Sin duda las nuevas generaciones tienen y son de características muy distintas en la esfera social, cultural y psicológica, y muchas ocasiones sobre todo los adultos que somos de otras generaciones solemos opinar del antes y el ahora de manera muy ligera, sin entender que nada puede ser como antes y el ahora nunca pudo ser en el pasado, a dichas generaciones se les ha denominado de diversas maneras como Generación Intervellum, Generación Grandiosa, Generación Silenciosa, Baby Boomers, Generacion X, Millennials, Generacion Y, Generacion Z, Centennials y Generacion Alfa, entre otras, y dichas denominaciones se basan en los años de nacimiento y las características culturales asociadas a cada grupo.
Las distintas teorías de la conducta proponen técnicas asertivas de comportamiento que se basan en el principio de que cuando una persona modifica sus actos, también modifica sus actitudes y sus sentimientos además de sus emociones y tanto el comportamiento como la comunicación asertiva facilitan que las personas se sientan más satisfechas consigo mismas y con las demás, La asertividad es una conducta y no una característica de la personalidad ya que es una habilidad en el campo de las habilidades sociales, mientras que las dificultades en la comunicación afectan la personalidad y la capacidad de actuar adecuadamente en el entorno social y la comunicación se refiere tanto a la conducta verbal como no verbal y dentro del contexto social significa interacción o transacción, e incluye todos los símbolos y claves que las personas utilizan para dar y recibir un significado.
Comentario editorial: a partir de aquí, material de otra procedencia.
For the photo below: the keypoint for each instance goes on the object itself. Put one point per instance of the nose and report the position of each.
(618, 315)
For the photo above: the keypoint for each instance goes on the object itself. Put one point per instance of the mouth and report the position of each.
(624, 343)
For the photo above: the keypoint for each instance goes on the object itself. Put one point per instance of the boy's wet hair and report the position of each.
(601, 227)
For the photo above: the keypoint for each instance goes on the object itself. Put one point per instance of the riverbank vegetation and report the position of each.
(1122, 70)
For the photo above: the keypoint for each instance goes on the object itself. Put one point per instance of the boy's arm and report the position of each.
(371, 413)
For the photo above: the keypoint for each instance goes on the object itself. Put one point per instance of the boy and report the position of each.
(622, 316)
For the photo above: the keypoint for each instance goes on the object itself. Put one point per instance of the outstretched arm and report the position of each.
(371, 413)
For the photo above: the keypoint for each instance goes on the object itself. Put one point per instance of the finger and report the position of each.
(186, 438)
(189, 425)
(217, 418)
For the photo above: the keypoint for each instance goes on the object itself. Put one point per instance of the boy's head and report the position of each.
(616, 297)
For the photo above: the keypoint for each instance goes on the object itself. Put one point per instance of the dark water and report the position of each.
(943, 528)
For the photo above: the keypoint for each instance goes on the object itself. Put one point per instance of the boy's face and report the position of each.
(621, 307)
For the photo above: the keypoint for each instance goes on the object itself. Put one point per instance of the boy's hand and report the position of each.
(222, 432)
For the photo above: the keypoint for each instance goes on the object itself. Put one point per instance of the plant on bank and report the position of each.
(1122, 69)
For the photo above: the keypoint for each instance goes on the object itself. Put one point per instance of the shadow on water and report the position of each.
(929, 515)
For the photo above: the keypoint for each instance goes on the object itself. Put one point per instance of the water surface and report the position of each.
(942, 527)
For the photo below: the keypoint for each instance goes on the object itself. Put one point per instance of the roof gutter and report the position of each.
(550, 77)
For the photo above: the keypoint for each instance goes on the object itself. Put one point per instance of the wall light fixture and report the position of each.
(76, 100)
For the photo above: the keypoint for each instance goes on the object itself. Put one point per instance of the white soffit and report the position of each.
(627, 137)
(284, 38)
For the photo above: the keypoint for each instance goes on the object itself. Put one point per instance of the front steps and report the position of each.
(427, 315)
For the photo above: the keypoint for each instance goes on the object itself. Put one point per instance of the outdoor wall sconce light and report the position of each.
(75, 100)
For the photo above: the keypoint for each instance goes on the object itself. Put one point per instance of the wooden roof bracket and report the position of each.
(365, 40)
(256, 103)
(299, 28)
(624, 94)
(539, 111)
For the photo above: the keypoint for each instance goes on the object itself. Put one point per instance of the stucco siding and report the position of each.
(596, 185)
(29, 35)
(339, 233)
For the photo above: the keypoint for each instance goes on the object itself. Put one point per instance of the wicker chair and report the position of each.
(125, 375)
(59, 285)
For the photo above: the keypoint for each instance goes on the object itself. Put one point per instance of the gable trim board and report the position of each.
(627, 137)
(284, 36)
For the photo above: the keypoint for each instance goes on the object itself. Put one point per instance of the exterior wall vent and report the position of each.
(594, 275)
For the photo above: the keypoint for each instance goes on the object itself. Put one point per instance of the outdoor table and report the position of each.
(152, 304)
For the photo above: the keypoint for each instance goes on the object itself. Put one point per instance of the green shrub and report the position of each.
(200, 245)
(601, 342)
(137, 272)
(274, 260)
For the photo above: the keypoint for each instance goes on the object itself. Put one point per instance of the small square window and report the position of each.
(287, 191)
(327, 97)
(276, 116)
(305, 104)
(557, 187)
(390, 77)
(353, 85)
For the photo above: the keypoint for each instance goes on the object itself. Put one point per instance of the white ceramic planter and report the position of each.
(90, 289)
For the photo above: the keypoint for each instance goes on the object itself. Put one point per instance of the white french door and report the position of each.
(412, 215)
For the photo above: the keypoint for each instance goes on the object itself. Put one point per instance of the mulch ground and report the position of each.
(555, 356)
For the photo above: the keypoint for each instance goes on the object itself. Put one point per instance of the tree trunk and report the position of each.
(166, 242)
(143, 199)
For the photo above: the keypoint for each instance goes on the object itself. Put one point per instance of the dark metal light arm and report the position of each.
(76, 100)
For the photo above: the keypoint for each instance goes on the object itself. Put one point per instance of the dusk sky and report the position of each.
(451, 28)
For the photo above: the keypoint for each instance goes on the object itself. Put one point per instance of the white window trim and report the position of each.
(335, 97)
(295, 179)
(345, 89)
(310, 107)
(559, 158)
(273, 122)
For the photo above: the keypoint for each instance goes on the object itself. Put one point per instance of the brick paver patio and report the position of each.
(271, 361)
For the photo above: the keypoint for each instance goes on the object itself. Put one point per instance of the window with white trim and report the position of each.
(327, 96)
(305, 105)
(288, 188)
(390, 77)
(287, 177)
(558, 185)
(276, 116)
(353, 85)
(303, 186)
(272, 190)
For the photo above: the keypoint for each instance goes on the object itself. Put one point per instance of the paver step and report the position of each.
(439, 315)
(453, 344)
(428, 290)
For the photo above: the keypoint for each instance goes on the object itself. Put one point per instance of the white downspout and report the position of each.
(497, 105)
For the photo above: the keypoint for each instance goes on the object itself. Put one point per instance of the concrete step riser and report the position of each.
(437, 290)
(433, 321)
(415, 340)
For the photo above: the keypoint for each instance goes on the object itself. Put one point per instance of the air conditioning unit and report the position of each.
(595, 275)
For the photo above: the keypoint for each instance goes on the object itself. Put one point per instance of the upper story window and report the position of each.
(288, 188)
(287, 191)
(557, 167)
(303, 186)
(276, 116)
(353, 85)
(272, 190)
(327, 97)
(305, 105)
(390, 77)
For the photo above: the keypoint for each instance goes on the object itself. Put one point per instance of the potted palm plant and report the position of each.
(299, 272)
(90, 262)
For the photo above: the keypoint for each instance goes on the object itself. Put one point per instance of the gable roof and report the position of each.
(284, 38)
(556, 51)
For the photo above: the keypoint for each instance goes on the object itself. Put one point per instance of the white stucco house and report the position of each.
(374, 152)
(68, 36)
Sin duda los adolescentes de hoy son muy distintos a los de otras generaciones y no tendrían por qué ser iguales, y este tema es uno de los tantos que desde casa e inclusive en las instituciones educativas se tienen que atender, pues derivado de una falta de enseñanza básica en temas de comportamiento y comunicación asertiva muchos jóvenes toman caminos no muy propios e inseguros, por no contar con las herramientas suficientes para afrontar el día a día en el ámbito personal y social, aunque igual hay muchos adolescentes que no tienen dificultades especiales en sus comunicaciones pues son personas abiertas francas y muy sociables, pero también existen las y los adolescentes que tienen problemas de retraimiento, timidez, inseguridad, y obviamente para quienes tienen dificultad de comunicación se convierte en un problema de personalidad más serio, y es aquí donde la educación que reciben desde casa apoyada y reforzada en las instituciones educativas constituye un factor de suma importancia, pues desde casa se les enseña a las niñas niños, y adolescentes a comportarse y comunicarse de manera adecuada, además de establecer y mantener relaciones interpersonales asertivas, desarrollar una identidad social y un sentido de pertenencia, y es importante subrayar que ellas y ellos observan modelos de conducta parentales y sociales, y es ahí donde deben ser educados y orientados poniendo límites e igual gratificaciones por comportarse de manera aceptable consigo mismos y con el resto de sus congéneres, por ello conviene considerar que las habilidades de comportamiento y comunicación que se les enseñen a los adolescentes deberán estar enmarcados dentro de un contexto muy amplio de valores, pues la forma que tienen de interactuar con las demás personas es una manifestación en primer lugar de lo que observan en casa, y esto redunda en cómo es, cómo piensa, que valores tiene y su grado de sensibilidad, por lo tanto al actuar sobre comportamiento y comunicación asertiva se actúa sobre lo social, cultural y psicológico de la persona, lo que sin duda mejorara las habilidades de comportamiento y comunicación y ello repercutirá favorablemente en el actuar y estado emocional de las y los adolescentes.